Direktorat Reserse Kriminal Umum Polda Metro Jaya memiliki reputasi cemerlang dalam mengungkap kasus penculikan dan penyekapan. Polisi bekerja cepat dalam kasus penculikan karena berkejaran dengan waktu. Penculik bisa melakukan apa saja terhadap korbannya yang tak berdaya.
Catatan Kompas, pada November 2017, polisi membebaskan tiga pria yang diculik karena masalah utang piutang sebesar Rp 1 miliar. Masih di bulan November 2017, polisi berhasil mengungkap penculikan anak warga Korea Selatan berinisial KH (10) yang akhirnya ditemukan di Jakarta. Kasus-kasus di atas dan sejumlah kasus penculikan lainnya dapat terungkap dalam waktu singkat.
Namun, kasus penculikan anak balita berisial ASA (3) yang menghilang saat bermain di perumahan Bintara III, Kota Bekasi, Jawa Barat, Selasa (9/4/2019) pagi hingga Minggu (14/4) belum berhasil dipecahkan.
Menurut keterangan para saksi dan rekaman kamera pemantau (CCTV), penculik Anisa adalah seorang perempuan. Polisi baru merilis ciri-ciri pelaku penculikan, yaitu seorang wanita berusia sekitar 50 tahun, tinggi sekitar 150 cm, mata tajam, bentuk muka lonjong, dagu berat, hidung lurus, warna kulit sawo matang. Pelaku memakai kerudung merah marun, baju gamis motif warna biru, membawa tas jinjing coklat, dan berjalan kaki.
Kepala Bidang Humas Polda Metro Jaya Komisaris Besar Argo Yuwono, Minggu (14/4), mengatakan, Polda Metro Jaya bersama-sama dengan Polres Metro Bekasi Kota menyelidiki kasus penculikan. Polisi masih menyelidiki motif penculikan Anisa.
”Pelakunya untuk sementara satu orang, tapi belum bisa dipastikan jumlahnya. Ciri-ciri pelakunya sesuai sketsa pelaku yang disebarkan,” kata Argo.

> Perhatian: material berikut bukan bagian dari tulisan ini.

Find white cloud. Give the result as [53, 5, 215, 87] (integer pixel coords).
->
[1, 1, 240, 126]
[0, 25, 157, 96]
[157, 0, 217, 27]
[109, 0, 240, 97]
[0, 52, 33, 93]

Argo memastikan polisi terus menyelidiki kasus hilangnya ASA. Namun, Argo enggan mengungkapkan perkembangan penyelidikan secara detail. Apakah lokasi penculik dan korban sudah terdeteksi juga masih dirahasiakan.
Kepala Subbagian Humas Polres Metro Bekasi Kota Komisaris Erna Ruswing mengatakan, sampai Jumat pekan lalu polisi telah memeriksa lima saksi. Menurut keterangan saksi, pelaku penculikan diketahui kerap hilir mudik di sekitar lokasi penculikan.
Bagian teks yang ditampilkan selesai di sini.